Levelized cost of energy (LCOE) is a simple metric that combines the primary technology cost and performance parameters, CAPEX, O&M, and capacity factor. It is included in the ATB for illustrative purposes. The focus of the ATB is to define the primary cost and performance parameters for use in electric sector modeling or other analysis where more sophisticated comparisons among technologies are made. LCOE captures the energy component of electric system planning and operation, but the electric system also requires capacity and flexibility services to operate reliably. Electricity generation technologies have different capabilities to provide such services. For example, wind and PV are primarily energy service providers, while the other electricity generation technologies provide capacity and flexibility services in addition to energy. These capacity and flexibility services are difficult to value and depend strongly on the system in which a new generation plant is introduced. These services are represented in electric sector models such as the ReEDS model and corresponding analysis results such as the Standard Scenarios.

The following three figures illustrate the combined impact of CAPEX, O&M, and capacity factor projections across the range of resources present in the contiguous United States.
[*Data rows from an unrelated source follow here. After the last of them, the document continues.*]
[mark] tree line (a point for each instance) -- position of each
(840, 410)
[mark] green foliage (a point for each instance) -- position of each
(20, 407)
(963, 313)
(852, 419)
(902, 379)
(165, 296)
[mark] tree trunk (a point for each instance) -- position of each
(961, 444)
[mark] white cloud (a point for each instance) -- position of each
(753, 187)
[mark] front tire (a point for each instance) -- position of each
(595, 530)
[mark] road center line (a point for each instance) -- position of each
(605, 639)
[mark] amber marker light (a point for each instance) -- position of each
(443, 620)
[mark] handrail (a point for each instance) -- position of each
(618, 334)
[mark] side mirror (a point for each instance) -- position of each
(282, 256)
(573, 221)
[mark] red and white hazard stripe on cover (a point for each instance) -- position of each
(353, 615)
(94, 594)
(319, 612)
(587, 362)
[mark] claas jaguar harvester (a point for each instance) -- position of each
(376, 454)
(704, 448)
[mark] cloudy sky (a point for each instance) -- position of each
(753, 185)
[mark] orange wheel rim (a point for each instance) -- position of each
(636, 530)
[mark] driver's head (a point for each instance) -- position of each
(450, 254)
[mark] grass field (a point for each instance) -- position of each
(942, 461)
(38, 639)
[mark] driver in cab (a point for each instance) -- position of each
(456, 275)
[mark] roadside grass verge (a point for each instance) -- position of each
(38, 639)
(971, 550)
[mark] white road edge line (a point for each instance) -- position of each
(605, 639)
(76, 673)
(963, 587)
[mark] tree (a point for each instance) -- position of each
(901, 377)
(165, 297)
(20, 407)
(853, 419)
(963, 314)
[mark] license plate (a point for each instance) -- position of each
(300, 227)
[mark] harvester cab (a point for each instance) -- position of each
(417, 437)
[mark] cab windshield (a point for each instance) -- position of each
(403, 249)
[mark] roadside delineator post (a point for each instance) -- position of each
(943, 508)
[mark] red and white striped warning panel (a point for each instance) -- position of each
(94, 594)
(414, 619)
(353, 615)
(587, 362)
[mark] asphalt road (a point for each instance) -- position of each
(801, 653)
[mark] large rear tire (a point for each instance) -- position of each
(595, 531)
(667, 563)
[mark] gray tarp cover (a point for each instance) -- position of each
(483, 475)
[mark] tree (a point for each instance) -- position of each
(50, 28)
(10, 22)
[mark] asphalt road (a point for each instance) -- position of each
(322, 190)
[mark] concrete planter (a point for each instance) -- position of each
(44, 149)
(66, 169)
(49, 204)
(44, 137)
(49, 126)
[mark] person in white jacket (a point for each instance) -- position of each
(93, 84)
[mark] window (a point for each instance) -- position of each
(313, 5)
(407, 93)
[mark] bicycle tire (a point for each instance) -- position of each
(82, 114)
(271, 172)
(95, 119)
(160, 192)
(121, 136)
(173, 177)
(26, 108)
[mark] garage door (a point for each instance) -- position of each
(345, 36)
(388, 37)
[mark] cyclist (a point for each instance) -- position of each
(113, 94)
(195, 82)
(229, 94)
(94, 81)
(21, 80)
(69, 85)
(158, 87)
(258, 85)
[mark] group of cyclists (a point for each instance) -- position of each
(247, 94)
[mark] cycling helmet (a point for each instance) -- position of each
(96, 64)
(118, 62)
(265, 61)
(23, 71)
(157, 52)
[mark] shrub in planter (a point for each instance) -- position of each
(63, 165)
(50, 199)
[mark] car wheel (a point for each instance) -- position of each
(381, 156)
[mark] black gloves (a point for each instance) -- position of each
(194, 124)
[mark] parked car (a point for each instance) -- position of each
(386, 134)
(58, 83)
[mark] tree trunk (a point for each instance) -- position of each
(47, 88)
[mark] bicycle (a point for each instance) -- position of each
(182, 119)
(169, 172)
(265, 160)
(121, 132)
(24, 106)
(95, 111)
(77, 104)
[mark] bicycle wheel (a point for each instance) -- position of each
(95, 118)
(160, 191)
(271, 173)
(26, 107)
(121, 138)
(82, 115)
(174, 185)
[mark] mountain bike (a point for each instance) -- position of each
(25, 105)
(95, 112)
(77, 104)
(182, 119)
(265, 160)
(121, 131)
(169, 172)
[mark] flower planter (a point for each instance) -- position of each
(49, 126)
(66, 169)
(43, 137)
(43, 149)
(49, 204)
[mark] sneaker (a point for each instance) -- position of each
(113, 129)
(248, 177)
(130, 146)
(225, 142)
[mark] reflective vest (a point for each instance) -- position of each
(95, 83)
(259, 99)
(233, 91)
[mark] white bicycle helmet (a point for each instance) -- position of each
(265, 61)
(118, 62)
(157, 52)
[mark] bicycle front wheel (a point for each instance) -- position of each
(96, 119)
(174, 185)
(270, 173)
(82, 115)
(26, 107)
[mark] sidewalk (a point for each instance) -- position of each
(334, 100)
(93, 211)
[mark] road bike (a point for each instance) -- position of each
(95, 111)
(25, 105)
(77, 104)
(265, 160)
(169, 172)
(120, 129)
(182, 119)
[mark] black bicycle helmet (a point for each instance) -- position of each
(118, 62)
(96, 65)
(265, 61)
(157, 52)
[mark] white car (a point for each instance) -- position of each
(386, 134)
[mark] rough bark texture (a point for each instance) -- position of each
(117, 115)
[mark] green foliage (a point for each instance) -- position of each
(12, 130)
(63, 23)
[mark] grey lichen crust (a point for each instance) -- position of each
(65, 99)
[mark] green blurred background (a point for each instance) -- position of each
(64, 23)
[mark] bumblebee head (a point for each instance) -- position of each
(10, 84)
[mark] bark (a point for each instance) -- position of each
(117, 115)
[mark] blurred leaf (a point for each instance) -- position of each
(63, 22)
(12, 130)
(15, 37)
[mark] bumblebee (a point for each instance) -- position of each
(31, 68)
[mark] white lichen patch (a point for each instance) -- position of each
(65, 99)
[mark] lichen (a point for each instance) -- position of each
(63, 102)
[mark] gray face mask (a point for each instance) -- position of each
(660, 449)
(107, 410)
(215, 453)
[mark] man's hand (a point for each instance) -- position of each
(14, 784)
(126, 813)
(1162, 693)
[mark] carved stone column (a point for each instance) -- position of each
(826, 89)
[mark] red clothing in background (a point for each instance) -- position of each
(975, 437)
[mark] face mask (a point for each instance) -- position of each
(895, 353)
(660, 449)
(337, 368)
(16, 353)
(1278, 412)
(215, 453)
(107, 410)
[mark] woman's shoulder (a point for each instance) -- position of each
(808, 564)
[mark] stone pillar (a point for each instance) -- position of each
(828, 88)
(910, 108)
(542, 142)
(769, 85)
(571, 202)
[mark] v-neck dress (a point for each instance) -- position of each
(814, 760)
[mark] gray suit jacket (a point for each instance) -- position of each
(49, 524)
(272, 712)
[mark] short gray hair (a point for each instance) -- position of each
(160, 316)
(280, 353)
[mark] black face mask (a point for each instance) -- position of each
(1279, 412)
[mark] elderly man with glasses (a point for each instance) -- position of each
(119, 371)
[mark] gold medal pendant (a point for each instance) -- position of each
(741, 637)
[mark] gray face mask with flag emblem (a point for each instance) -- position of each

The Current Market Conditions LCOE demonstrates the range of LCOE based on macroeconomic conditions similar to the present. The Historical Market Conditions LCOE presents the range of LCOE based on macroeconomic conditions consistent with prior ATB editions and Standard Scenarios model results. The Normalized LCOE (all LCOE estimates are normalized with the lowest Base Year LCOE value) emphasizes the effect of resource quality and the relative differences in the three future pathways independent of project finance assumptions. The ATB representative plant characteristics that best align with recently installed or anticipated near-term offshore wind plants are associated with TRGs 3-5. Data for all the resource categories can be found in the ATB data spreadsheet.

Current Market Conditions
Historical Market Conditions
Normalized

The ATB representative plant characteristics that best align with recently installed or anticipated near-term offshore wind plants are associated with TRGs 3-5.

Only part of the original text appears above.